Le "féminicide" doit-il vraiment être reconnu par le droit français ?
A l'occasion de la journée internationale contre les violences faites aux femmes, Le Plus de France Info évoque le "féminicide", une notion que voudrait faire entrer dans le droit français, le père de Cassandre Bouvier, l’une des deux jeunes filles assassinées en juillet dernier en Argentine.
Assis dans le canapé rouge de son appartement parisien, Jean-Michel Bouvier, barbe grisonnante, lunettes rectangulaires et costume sombre, explique que c’est devenu le combat de sa vie : faire reconnaître, dans le droit pénal français, le "féminicide".
"La mort de ma fille, pour moi, c'était un crime contre l'humanité"
Sur l’une de ses bibliothèques, est encadrée une photo de Cassandre, sa fille de 29 ans, violée et assassinée, en juillet dernier, sur les hauteurs de Salta, en Argentine, avec l’une de ses camarades, Houria Moumni, 21 ans. Le massacre dont elles ont été victimes doit être considéré comme un crime spécifique de femmes, et non comme un homicide ordinaire, estime le père, inconsolable : "Lorsque j’ai vu le corps de ma fille, à Salta, ma douleur de père s’est exprimée. Elle avait été massacrée. Pour moi, c’était un crime contre l’humanité. Le féminicide, je dirais, c’est tout ce que l’on peut faire de pire à une femme, la battre, la violer, la tuer, et donc au final, la nier ."

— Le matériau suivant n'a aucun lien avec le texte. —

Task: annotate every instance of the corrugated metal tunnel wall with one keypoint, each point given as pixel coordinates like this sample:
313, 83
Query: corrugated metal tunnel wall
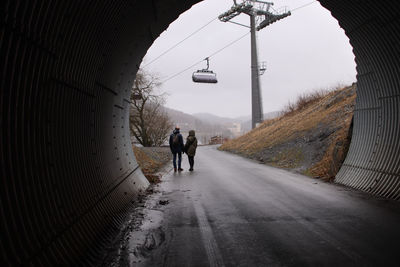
373, 161
67, 168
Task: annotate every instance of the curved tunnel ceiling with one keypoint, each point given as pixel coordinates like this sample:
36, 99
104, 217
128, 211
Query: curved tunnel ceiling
68, 171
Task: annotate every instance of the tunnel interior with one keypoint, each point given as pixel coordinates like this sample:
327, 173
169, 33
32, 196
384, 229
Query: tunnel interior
68, 170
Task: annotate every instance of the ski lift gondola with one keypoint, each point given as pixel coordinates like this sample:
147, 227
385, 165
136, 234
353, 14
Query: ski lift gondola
205, 75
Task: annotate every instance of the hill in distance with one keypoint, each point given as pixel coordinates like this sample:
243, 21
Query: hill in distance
311, 137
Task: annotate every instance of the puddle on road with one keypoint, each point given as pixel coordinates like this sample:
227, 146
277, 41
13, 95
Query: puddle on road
141, 233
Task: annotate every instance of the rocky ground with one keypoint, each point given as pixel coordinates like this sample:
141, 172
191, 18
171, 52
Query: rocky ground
312, 137
140, 233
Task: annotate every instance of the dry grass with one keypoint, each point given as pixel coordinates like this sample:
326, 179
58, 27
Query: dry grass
307, 114
148, 164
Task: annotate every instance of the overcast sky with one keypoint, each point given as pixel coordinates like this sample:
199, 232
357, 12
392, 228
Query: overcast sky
303, 52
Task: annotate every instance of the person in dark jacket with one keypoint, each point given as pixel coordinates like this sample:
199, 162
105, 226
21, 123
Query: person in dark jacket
176, 146
190, 148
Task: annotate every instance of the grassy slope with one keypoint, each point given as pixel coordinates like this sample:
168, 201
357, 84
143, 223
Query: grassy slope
151, 160
319, 127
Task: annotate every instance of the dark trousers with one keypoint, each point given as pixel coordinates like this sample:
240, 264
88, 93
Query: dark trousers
179, 160
191, 161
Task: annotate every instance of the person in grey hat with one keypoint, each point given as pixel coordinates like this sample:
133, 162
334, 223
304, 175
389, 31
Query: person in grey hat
190, 148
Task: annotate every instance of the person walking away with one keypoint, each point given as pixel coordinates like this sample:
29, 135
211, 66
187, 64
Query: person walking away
190, 148
176, 146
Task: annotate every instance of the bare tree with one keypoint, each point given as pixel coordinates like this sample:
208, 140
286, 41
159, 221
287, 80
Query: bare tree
149, 123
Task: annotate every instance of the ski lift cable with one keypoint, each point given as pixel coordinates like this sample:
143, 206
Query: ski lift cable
178, 43
202, 27
218, 51
211, 55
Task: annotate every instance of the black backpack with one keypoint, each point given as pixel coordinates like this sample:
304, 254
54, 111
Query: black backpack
175, 140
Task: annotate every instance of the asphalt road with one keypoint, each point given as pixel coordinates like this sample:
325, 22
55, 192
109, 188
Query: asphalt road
236, 212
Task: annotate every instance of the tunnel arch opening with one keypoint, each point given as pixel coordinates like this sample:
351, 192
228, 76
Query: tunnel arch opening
66, 67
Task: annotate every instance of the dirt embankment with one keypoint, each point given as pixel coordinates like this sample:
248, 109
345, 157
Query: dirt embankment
311, 137
151, 160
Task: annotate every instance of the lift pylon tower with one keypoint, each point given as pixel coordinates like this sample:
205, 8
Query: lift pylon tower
261, 16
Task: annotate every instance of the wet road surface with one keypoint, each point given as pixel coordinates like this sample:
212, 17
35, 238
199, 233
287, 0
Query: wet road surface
236, 212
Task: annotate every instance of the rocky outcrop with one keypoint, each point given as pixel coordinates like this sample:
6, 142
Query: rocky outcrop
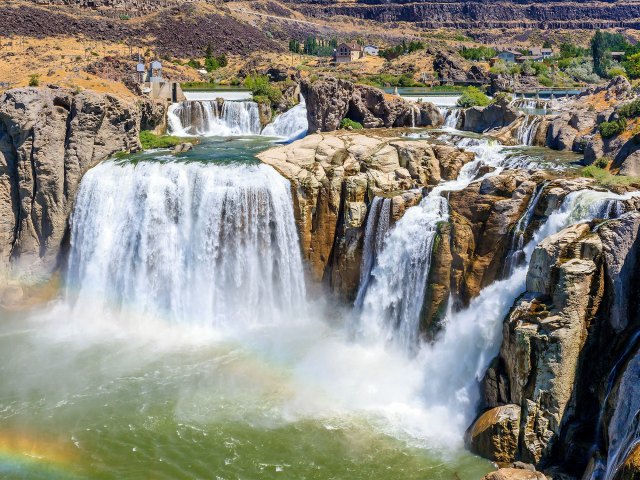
330, 99
335, 177
48, 139
495, 116
565, 332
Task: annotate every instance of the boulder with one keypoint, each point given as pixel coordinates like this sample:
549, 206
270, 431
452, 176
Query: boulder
514, 474
495, 433
329, 100
48, 139
496, 115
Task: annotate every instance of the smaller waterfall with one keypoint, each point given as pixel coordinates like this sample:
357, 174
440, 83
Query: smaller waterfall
376, 230
624, 428
451, 116
526, 133
206, 118
515, 255
291, 125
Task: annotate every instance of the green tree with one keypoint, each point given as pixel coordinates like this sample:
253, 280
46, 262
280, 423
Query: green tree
632, 65
599, 53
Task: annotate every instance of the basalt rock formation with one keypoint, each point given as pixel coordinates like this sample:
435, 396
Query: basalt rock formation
329, 100
482, 14
334, 178
563, 333
49, 138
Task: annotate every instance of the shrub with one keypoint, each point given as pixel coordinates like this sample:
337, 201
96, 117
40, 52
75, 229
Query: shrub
610, 129
629, 110
602, 162
260, 87
347, 123
473, 97
149, 140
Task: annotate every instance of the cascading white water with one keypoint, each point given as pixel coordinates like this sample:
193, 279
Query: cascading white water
515, 254
528, 129
452, 118
206, 118
290, 125
455, 364
393, 295
376, 229
201, 244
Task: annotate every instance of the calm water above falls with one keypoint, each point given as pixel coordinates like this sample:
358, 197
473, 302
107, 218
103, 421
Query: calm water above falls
151, 366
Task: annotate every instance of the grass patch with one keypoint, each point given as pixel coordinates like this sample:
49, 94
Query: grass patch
150, 140
605, 178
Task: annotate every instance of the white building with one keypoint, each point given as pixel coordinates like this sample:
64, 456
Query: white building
371, 50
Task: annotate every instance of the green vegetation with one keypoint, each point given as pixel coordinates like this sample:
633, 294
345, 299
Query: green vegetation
473, 97
262, 90
479, 53
605, 178
402, 49
349, 124
610, 129
319, 47
149, 140
388, 80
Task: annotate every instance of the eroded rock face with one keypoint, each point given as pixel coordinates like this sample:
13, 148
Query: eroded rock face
335, 177
497, 115
48, 139
329, 100
495, 433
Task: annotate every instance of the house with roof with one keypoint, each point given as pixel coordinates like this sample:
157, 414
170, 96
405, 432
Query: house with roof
508, 56
541, 52
371, 50
348, 52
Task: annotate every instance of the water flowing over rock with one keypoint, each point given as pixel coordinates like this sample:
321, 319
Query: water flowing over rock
214, 118
329, 100
48, 139
336, 176
201, 244
564, 290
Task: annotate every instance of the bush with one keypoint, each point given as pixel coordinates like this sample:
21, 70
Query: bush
473, 97
260, 87
610, 129
629, 110
347, 123
602, 162
149, 140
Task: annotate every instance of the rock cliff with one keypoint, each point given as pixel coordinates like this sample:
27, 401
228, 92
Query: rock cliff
49, 138
329, 100
334, 178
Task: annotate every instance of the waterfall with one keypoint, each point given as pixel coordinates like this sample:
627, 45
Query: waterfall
290, 125
378, 222
206, 118
515, 254
526, 133
624, 427
199, 244
451, 116
392, 296
456, 363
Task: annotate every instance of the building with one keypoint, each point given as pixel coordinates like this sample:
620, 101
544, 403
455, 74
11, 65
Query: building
541, 52
155, 72
529, 58
348, 52
617, 56
371, 50
509, 56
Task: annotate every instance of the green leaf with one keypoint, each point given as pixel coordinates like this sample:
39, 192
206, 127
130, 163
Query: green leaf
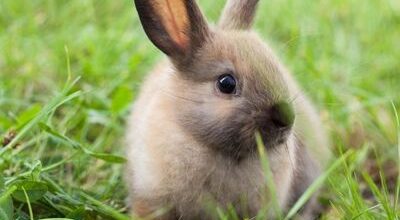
121, 99
35, 191
6, 209
108, 157
6, 204
28, 115
77, 214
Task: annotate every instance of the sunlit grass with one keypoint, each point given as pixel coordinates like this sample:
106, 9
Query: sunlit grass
62, 139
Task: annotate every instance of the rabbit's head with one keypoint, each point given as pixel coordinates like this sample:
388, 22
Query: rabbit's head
226, 82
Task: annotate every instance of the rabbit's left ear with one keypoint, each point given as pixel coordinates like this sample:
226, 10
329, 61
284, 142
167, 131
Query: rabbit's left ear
176, 27
238, 14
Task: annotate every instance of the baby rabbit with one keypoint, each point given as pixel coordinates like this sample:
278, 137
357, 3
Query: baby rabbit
191, 135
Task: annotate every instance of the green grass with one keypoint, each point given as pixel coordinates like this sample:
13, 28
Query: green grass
63, 161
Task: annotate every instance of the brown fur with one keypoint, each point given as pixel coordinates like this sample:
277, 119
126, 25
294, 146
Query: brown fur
189, 144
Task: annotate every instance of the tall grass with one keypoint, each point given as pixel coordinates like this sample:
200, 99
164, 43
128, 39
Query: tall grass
62, 139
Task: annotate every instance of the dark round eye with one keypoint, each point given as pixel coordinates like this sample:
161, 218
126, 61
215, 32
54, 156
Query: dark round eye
226, 84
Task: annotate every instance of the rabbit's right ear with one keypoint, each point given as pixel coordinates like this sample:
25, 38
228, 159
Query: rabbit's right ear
238, 14
176, 27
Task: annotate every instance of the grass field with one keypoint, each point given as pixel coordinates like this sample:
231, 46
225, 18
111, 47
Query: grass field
70, 69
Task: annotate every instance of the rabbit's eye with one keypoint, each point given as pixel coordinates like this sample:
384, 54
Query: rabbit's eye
226, 84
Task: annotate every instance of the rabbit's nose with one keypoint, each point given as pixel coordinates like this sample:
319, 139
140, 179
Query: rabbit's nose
282, 115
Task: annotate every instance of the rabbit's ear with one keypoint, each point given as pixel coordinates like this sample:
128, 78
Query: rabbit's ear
176, 27
238, 14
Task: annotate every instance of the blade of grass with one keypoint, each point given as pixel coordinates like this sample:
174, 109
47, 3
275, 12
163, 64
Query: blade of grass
397, 194
29, 203
316, 185
54, 104
105, 209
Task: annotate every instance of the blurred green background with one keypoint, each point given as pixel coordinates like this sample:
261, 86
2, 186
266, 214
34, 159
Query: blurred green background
344, 53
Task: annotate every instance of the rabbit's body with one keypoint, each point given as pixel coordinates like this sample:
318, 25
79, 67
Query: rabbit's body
189, 146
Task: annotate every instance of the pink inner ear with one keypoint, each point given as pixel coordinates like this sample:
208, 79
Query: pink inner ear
175, 20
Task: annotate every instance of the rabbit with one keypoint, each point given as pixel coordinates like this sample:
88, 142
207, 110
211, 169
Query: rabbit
190, 137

Ce "féminicide" entre officiellement aujourd’hui dans le droit péruvien. L’été dernier, c’était dans le code pénal de l’Etat de Mexico- le Mexique a été le premier pays à évoquer cette catégorie de crime, après les multiples assassinats et disparitions de femmes, à Ciudad Juarez, près de la frontière américaine. Le Chili, la Colombie, le Salvador, le Costa Rica ont aussi créé ce crime. L’Argentine y pense. La République Démocratique du Congo espère également faire reculer les nombreuses violences faites aux femmes, surtout victimes de viols de guerre, en brandissant cette menace du féminicide.

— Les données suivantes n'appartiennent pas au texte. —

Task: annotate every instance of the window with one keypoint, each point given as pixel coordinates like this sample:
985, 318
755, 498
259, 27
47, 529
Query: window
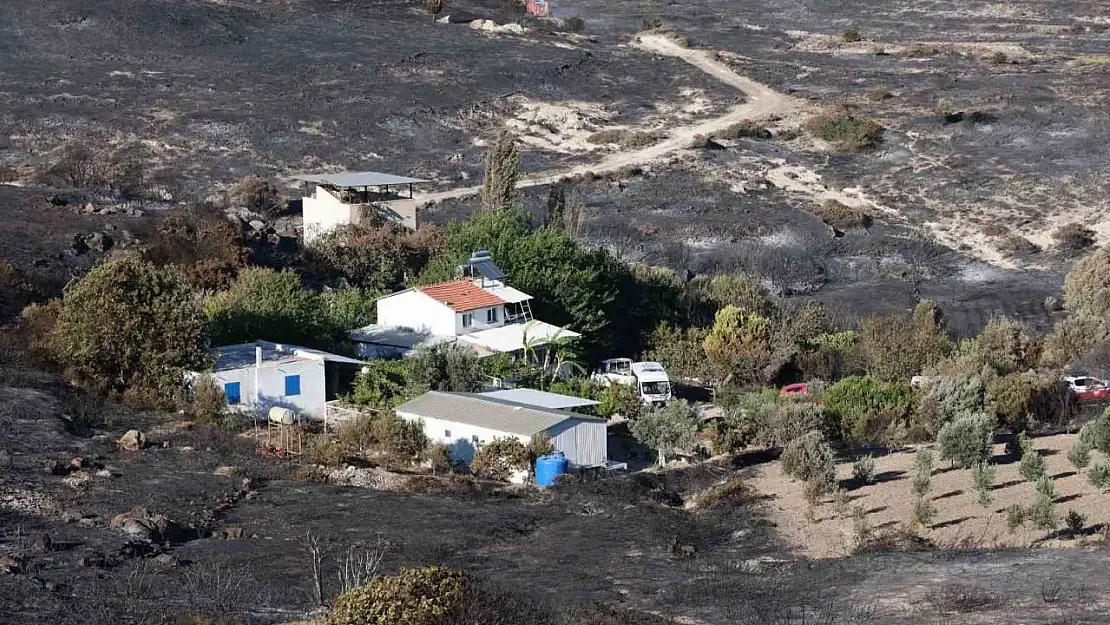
292, 385
231, 390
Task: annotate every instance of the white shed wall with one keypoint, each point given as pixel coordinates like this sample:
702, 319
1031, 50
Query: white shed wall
461, 441
480, 321
322, 212
584, 442
271, 392
413, 309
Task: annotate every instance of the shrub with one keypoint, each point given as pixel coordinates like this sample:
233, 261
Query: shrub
868, 410
846, 131
208, 404
809, 459
746, 129
966, 441
878, 94
129, 326
863, 470
256, 194
924, 512
431, 595
498, 189
500, 457
1031, 466
1099, 475
841, 215
1087, 285
1075, 522
668, 429
1073, 237
982, 477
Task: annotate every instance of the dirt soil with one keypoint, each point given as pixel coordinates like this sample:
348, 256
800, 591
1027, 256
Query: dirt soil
959, 521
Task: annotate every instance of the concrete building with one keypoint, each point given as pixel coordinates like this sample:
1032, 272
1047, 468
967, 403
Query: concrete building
256, 376
478, 310
333, 200
464, 422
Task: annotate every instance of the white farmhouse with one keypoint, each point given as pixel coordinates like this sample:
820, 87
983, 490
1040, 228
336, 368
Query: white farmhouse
464, 422
478, 311
260, 375
332, 200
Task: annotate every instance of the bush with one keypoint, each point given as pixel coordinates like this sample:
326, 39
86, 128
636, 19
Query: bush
982, 477
841, 215
846, 131
966, 441
863, 470
256, 195
668, 429
1087, 285
132, 329
868, 411
878, 94
1099, 475
809, 459
746, 129
1073, 237
431, 595
1031, 466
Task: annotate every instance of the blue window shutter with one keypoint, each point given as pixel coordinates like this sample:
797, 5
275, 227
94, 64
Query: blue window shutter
232, 392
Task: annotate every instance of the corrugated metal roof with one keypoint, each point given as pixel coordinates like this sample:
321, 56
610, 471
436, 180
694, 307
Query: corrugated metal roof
351, 179
538, 399
462, 295
487, 412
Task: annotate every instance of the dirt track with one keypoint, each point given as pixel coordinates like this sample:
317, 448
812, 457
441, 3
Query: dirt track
762, 102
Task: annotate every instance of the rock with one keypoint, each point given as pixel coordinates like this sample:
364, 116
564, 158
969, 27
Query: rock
11, 564
229, 471
132, 441
54, 467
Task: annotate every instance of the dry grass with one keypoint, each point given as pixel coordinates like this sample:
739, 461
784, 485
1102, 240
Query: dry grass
960, 522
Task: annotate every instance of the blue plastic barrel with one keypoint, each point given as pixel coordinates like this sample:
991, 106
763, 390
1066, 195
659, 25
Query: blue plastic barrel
550, 467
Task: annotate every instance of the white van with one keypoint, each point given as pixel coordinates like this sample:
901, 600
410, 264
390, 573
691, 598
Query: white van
651, 379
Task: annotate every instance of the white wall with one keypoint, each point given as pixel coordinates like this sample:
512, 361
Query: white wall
584, 442
323, 212
480, 321
413, 309
461, 440
311, 402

En France, 146 femmes sont mortes l’an dernier sous les coups de leur compagnon, soit deux fois plus qu’au Pérou. Faut-il donc songer à inscrire le féminicide dans notre code pénal ? Aux yeux du juriste Antoine Garapon, magistrat et responsable de l’institut des Hautes Etudes sur la Justice, ce n’est pas souhaitable. La notion est encore floue, anticonstitutionnelle, car elle distingue les hommes et les femmes qui sont pourtant sur un pied d’égalité en droit français.

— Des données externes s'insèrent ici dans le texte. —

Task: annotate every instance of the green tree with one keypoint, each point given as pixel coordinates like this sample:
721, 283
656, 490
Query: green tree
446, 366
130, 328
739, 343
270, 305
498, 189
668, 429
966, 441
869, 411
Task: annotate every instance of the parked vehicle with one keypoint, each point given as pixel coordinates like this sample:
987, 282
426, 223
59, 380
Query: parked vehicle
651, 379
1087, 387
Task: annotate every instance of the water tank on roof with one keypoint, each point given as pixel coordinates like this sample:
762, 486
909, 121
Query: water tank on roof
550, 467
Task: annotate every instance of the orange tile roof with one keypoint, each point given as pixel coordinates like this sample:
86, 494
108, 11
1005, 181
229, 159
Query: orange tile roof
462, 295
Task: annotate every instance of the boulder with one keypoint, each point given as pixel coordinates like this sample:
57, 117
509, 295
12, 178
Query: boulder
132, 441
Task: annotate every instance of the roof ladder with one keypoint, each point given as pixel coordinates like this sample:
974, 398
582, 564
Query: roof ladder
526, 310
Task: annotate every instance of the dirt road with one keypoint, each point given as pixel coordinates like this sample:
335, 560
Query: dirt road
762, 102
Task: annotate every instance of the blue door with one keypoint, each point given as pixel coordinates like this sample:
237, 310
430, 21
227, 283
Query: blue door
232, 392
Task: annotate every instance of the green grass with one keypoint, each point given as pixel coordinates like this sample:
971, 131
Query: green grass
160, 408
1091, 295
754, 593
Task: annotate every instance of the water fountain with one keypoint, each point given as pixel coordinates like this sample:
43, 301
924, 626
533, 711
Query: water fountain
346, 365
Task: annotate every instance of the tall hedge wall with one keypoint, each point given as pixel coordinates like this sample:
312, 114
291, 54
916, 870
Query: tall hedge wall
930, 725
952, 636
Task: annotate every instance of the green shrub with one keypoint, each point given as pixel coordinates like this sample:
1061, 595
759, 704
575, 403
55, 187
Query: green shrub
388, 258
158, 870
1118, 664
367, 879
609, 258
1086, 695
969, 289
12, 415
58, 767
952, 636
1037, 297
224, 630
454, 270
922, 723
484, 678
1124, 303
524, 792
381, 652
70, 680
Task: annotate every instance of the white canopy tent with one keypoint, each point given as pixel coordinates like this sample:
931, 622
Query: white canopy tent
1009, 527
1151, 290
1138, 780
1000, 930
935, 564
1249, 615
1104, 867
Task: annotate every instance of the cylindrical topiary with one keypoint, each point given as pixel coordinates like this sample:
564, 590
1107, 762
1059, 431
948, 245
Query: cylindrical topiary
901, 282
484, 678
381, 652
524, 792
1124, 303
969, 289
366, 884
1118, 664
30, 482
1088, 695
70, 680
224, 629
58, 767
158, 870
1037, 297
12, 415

"Le crime contre l'humanité doit garder sa spécificité"
Il est surtout impossible qu’un meurtre de femme, aussi sauvage soit-il, ne devienne un crime contre l’humanité, insiste Antoine Garapon : "Le crime contre l’humanité est commis par un pouvoir politique, au terme d’une politique déterminée, consistant à persécuter, à massacrer une catégorie de population. Il doit garder sa spécificité. Tous les crimes sont graves, le crime contre l’humanité n’est pas le crime des crimes ".
Du côté des politiques, que Jean-Michel Bouvier a interpellés, le chef de l’Etat n’a toujours pas répondu aux deux courriers que le père de Cassandre lui a envoyés. La députée UMP Marie-Jo Zimmermann, qui est également présidente de la délégation aux droits des femmes à l’Assemblée nationale, elle, n’est pas opposée à ce débat sur le féminicide, mais elle est partagée. Mais elle comprend le combat de M.Bouvier, soutenu également par l’association Paroles de Femmes. Sa porte-parole, Olivia Cattan propose aussi d’énoncer à haute voix, la liste de toutes les femmes tombées sous les coups de leur compagnon ou d’un inconnu. Le père de Cassandre Bouvier lui, suggère une stèle pour chaque victime. Cassandre, Houria, Agnès, Océane et toutes les autres. Pour ne pas oublier, en attendant de créer peut-être un jour dans le droit français, ce crime de féminicide.